美波は皆には内緒で、自分と団員たちに美波オリジナルの浄化魔法をかけて体の汚れを落としてやっていたが、それとこれとは別である。
美波も久しぶりの遊びの時間に心を躍らせて、ジャケットを脱ぎ湖に走り出す。
「おりゃっ!」
美波は水を脚で蹴り上げて、班の仲間を無差別に攻撃する。
「やりやがったな!」
「水をかけていいのはかけられる覚悟のあるやつだけだ!」
最初の頃は美波に冷たい視線を向けていた団員たちも、1カ月を過ぎる頃には美波の頑張りを認めて班の一員として受け入れていた。
全員ムキになって水をかけ合う。体力が尽きるまで遊んで我にかえり、どこからともなく笑いが起きとまらなくなった。

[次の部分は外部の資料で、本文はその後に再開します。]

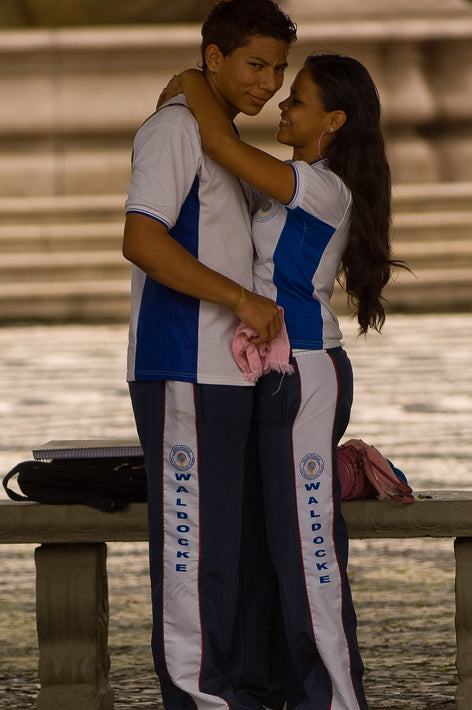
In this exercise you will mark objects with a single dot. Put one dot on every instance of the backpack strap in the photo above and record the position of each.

「あはははは! あぁ、ハイになってこの歳で全力で遊んじゃった」
美波が独りごちた。
「ちょっミナミ! 上着着ろ上着!!」
ジャックが美波の脱ぎ捨ててあった上着を拾ってきて肩にかけた。
「ミナミ、シャツ透けてるから」
ナイジェルは呆れたような顔をした。
存分に遊んだ団員たちは、美波の風魔法で服を乾かし、疲れた身体を引きずって城へと帰路についた。
美波は元いた世界のことはまだ吹っ切れてはいないけど、なんだかんだ楽しそうでよかった。
ロビンの歌はこんなにガッツリ書く必要なかったな。